In February 1999, as agreed, Dalton transferred twenty-five percent of his 100 shares of stock in DHC to Lindon. Dalton transferred another five shares to his legal assistant. Dalton’s attorney prepared a shareholders’ agreement which the three shareholders and DHC executed in March 1999. Crucial to this case is the provision found in Article 11(a) of the agreement, which provides:

It is provided that a stockholder currently employed by the Corporation, if any, who ceases to be an employee of the Corporation shall be deemed to have served an offer to sell all of his shares of stock in the Corporation on the date such employment ceases.

(Emphasis added). 1

This provision became significant when Dalton informed Lindon that his employment with DHC would be terminated effective March 31, 2002, due to a significant downturn in business following the terrorist attacks of September 11, 2001. It is undisputed that Lindon was an employee of DHC when he was informed of his termination. However, a dispute existed as to when Lindon became a DHC employee, and, specifically, whether he was “currently employed” at the time that the shareholders’ agreement was executed in March 1999. The parties agree that Lin-don’s employment status is critical because if he was a DHC employee when he signed the agreement, he was obliged to sell his shares back to DHC at the agreed-upon price. But, if he was not employed by DHC when he signed the agreement, Article 11(a) of the agreement is inapplicable.

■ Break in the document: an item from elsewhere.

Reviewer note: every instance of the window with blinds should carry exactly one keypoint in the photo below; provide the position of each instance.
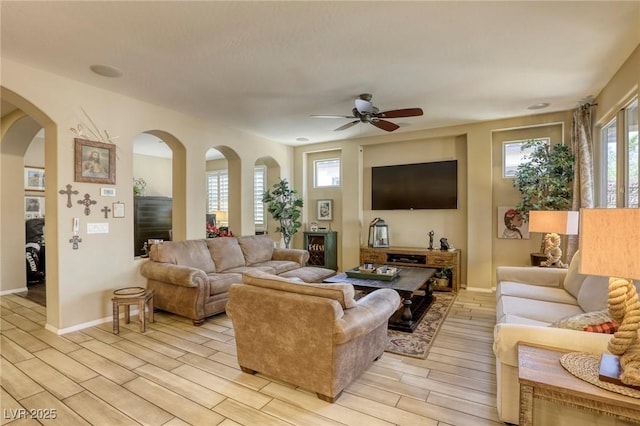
(218, 192)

Dalton informed Lindon that due to his termination, he was deemed to have served an offer to sell all of his stock in DHC back to the corporation pursuant to Article 11(a). Dalton provided Lindon with a notice of a special meeting of DHC’s shareholders to address the buyback of Lindon’s stock. Lindon objected to the meeting and again registered his objection at the special shareholders’ meeting. Notwithstanding, on May 21, 2002, Dalton notified Lindon by letter that DHC “had effectuated the purchase of [Lindon’s] shares for the sum of $0,” an amount equal to the adjusted book value of the shares. 2

Almost four years later, Lindon sued Dalton and DHC, asserting claims for breach of the shareholders’ agreement against DHC and Dalton, and claims of breach of fiduciary duty and constructive fraud against Dalton. Through a series of rulings, the breach of fiduciary duty and constructive fraud claims were resolved adversely to Lindon and Lindon’s breach of contract claim against DHC was effectively limited to a claim for nominal damages. At trial, the court granted a directed verdict in favor of Dalton on the breach of contract claim. Lindon’s breach of contract claim against DHC was submitted to the jury, which found Lindon was not employed by DHC when he signed the agree *303 ment and was not, as a result, bound by the buy-back provisions of the shareholders’ agreement. The jury further found that the adjusted book value of Lindon’s shares on the buyout date was zero, but that Lindon was entitled to “nominal” damages of $180,000. 3 The trial court granted DHC’s motions for directed verdict and JNOV, finding that no reasonable jury could have found that Lindon was not an employee of DHC at the time that he executed the agreement or could have awarded Lindon $180,000 in nominal damages, and entered final judgment in favor of DHC and Dalton. This appeal followed.

Tort claims

We conclude that the trial court correctly disposed of Lindon’s tort claims by way of summary judgment. See Vesta Constr. & Design, L.L.C. v. Lotspeich & Assoc., Inc., 974 So.2d 1176 (Fla. 5th DCA 2008); Detwiler v. Bank of Cent. Fla., 736 So.2d 757 (Fla. 5th DCA 1999).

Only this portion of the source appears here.